I got a call a little before 8 last night from the Windows OS staff at my job. A routine patching process (Microsoft systems need so much patching you might as well make a routine of it) had failed. They could not get the database system to start up. I could not figure it out from their description and I soon had a sick feeling in my stomach about this: This server has a very public function, and a failure, even on the weekend, would be really visible–some of our offices are open on Saturday and use this system for routine business with the public. If it was not fixed that evening, thousands of people would be affected. The SQL Server system was in a cluster. The Windows folks were trying to patch the primary node (machine) of the cluster. It was supposed to have automatic fail-over to a backup system, but the fail-over process itself failed. I suggested they try something to get it back to a working state, and went back to my woodwork, desperately hoping I would not get another call, but knowing in my heart I would.

Sure enough, about 20 minutes later I got another call: My fix did not work. So I had to look into it myself. I went to the basement and logged on, expecting a long night. I could not see any clue in the error messages in the log. The SQL Server system was indeed trying to fail over to the other node of the cluster, but was hung when starting there. I could not use the cluster manager to move it back to the original node. All the useful commands were grayed-out.

OK. If I cannot move it with the cluster manager, what next? On the new node the Services Manager said it was running, when it obviously was not. So I tried to stop it using that tool. I wanted SQL Server to be honestly running or not, and I was not too fussy about which, so long as if it said it was running, it actually was running.

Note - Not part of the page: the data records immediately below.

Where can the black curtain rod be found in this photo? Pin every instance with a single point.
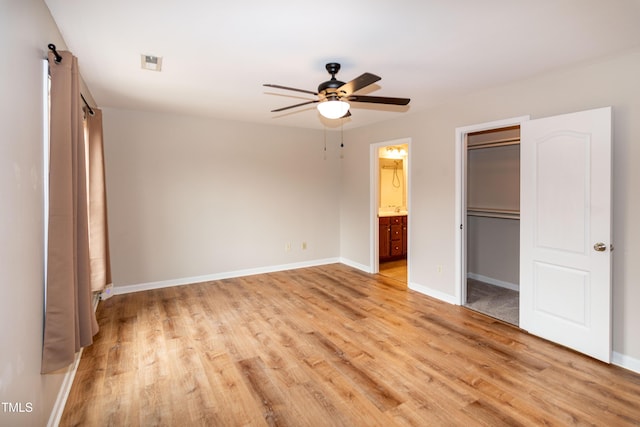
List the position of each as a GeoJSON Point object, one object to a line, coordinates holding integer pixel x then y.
{"type": "Point", "coordinates": [87, 104]}
{"type": "Point", "coordinates": [52, 48]}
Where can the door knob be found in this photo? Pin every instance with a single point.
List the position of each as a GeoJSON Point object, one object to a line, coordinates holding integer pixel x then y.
{"type": "Point", "coordinates": [600, 247]}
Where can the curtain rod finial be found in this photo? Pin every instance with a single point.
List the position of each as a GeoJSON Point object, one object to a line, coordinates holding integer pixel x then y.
{"type": "Point", "coordinates": [52, 48]}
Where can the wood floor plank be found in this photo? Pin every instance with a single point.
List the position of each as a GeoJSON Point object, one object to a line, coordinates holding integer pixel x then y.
{"type": "Point", "coordinates": [330, 345]}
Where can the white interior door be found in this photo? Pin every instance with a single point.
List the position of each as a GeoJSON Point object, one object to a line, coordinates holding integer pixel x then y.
{"type": "Point", "coordinates": [565, 230]}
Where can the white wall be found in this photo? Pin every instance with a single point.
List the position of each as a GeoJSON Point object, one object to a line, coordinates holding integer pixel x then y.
{"type": "Point", "coordinates": [191, 197]}
{"type": "Point", "coordinates": [26, 28]}
{"type": "Point", "coordinates": [612, 81]}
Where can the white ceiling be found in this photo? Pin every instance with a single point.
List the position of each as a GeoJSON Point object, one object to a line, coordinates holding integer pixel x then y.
{"type": "Point", "coordinates": [217, 54]}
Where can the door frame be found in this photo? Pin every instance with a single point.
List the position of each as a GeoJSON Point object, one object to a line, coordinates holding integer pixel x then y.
{"type": "Point", "coordinates": [460, 263]}
{"type": "Point", "coordinates": [374, 201]}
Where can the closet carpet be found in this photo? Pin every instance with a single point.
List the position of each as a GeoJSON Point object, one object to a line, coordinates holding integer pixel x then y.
{"type": "Point", "coordinates": [494, 301]}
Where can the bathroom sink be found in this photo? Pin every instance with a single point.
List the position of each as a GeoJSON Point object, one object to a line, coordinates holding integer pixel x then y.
{"type": "Point", "coordinates": [383, 213]}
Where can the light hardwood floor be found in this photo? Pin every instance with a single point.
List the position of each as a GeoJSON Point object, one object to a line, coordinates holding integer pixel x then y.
{"type": "Point", "coordinates": [330, 346]}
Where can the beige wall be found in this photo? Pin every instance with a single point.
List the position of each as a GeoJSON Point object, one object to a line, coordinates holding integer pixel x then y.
{"type": "Point", "coordinates": [191, 197]}
{"type": "Point", "coordinates": [26, 27]}
{"type": "Point", "coordinates": [612, 81]}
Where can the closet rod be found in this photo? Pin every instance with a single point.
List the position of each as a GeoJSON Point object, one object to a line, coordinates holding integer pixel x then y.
{"type": "Point", "coordinates": [495, 143]}
{"type": "Point", "coordinates": [58, 60]}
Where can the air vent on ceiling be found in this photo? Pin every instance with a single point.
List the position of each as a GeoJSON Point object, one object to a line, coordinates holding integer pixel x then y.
{"type": "Point", "coordinates": [150, 62]}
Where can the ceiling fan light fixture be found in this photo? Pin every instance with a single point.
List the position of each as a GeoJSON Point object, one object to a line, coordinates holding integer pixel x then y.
{"type": "Point", "coordinates": [333, 109]}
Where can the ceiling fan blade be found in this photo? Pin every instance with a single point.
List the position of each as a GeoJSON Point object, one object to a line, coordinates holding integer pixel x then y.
{"type": "Point", "coordinates": [358, 83]}
{"type": "Point", "coordinates": [290, 88]}
{"type": "Point", "coordinates": [379, 100]}
{"type": "Point", "coordinates": [294, 106]}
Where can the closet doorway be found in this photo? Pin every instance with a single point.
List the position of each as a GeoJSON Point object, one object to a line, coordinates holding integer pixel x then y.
{"type": "Point", "coordinates": [564, 217]}
{"type": "Point", "coordinates": [492, 223]}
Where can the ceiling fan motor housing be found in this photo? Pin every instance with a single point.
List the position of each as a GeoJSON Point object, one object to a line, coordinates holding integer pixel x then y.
{"type": "Point", "coordinates": [328, 88]}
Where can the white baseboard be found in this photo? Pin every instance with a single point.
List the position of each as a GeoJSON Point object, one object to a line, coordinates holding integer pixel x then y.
{"type": "Point", "coordinates": [67, 381]}
{"type": "Point", "coordinates": [119, 290]}
{"type": "Point", "coordinates": [356, 265]}
{"type": "Point", "coordinates": [492, 281]}
{"type": "Point", "coordinates": [451, 299]}
{"type": "Point", "coordinates": [626, 362]}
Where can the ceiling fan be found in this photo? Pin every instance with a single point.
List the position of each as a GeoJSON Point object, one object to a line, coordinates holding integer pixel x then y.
{"type": "Point", "coordinates": [334, 94]}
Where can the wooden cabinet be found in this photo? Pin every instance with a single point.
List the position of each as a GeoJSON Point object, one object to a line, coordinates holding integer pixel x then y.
{"type": "Point", "coordinates": [392, 237]}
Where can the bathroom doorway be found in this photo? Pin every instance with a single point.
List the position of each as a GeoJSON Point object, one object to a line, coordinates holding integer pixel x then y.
{"type": "Point", "coordinates": [390, 209]}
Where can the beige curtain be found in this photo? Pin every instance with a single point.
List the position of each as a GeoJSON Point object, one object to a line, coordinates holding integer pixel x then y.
{"type": "Point", "coordinates": [70, 321]}
{"type": "Point", "coordinates": [98, 226]}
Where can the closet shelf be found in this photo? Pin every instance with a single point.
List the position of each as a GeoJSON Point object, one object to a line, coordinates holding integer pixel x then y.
{"type": "Point", "coordinates": [495, 143]}
{"type": "Point", "coordinates": [494, 213]}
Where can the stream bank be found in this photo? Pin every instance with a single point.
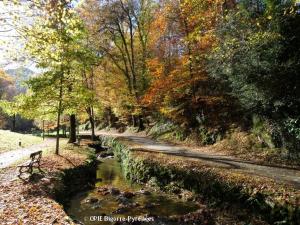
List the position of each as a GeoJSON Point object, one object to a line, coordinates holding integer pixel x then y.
{"type": "Point", "coordinates": [259, 196]}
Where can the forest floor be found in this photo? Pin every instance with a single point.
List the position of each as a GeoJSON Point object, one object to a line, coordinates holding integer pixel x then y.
{"type": "Point", "coordinates": [210, 157]}
{"type": "Point", "coordinates": [31, 201]}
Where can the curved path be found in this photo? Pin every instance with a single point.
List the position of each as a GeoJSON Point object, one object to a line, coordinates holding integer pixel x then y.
{"type": "Point", "coordinates": [277, 173]}
{"type": "Point", "coordinates": [11, 157]}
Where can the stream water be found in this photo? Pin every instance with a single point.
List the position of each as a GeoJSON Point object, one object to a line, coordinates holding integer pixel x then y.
{"type": "Point", "coordinates": [117, 199]}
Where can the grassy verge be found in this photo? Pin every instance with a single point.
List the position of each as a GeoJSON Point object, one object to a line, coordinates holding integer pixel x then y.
{"type": "Point", "coordinates": [276, 203]}
{"type": "Point", "coordinates": [10, 140]}
{"type": "Point", "coordinates": [38, 200]}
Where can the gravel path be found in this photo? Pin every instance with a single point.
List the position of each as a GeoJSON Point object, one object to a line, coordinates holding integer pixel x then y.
{"type": "Point", "coordinates": [277, 173]}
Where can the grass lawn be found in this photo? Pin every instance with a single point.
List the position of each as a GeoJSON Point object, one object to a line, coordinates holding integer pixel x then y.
{"type": "Point", "coordinates": [10, 140]}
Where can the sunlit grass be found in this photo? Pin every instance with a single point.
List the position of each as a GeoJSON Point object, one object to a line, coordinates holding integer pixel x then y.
{"type": "Point", "coordinates": [10, 140]}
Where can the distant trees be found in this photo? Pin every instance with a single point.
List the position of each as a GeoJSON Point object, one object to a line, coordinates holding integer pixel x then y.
{"type": "Point", "coordinates": [123, 28]}
{"type": "Point", "coordinates": [257, 57]}
{"type": "Point", "coordinates": [202, 64]}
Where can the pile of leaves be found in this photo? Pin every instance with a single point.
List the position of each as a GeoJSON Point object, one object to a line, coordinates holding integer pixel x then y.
{"type": "Point", "coordinates": [31, 201]}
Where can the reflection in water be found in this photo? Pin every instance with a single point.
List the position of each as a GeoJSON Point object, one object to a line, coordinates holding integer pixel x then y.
{"type": "Point", "coordinates": [118, 206]}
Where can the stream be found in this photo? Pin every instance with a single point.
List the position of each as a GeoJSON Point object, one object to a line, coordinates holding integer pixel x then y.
{"type": "Point", "coordinates": [115, 199]}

This worked. It not only stopped the non-functional SQL Server on the alternate node of the cluster, but also made it fail back to the primary node and start properly there. This was great, but the Windows team still had to do their patching. So, after a little consultation, I was able to use the cluster manager, now fully functional, to stop the system on the primary without failing over. The other guys were then able to patch windows and then restart the system, so our offices could open normally this morning and the public would not have to hear: “I am sorry, our computers are down.”

During all of this I had no idea what had caused the fail-over process to fail, completely undercutting our design for a high-availability system. But while staring at the configuration I noticed something which was unusual, and which I had thought was impossible in a clustered system. However, I did not test it. The system was up and running, and I did not want to take a chance. I will discuss it with my colleagues, and arrange a test when all the brains we can get are available and well rested.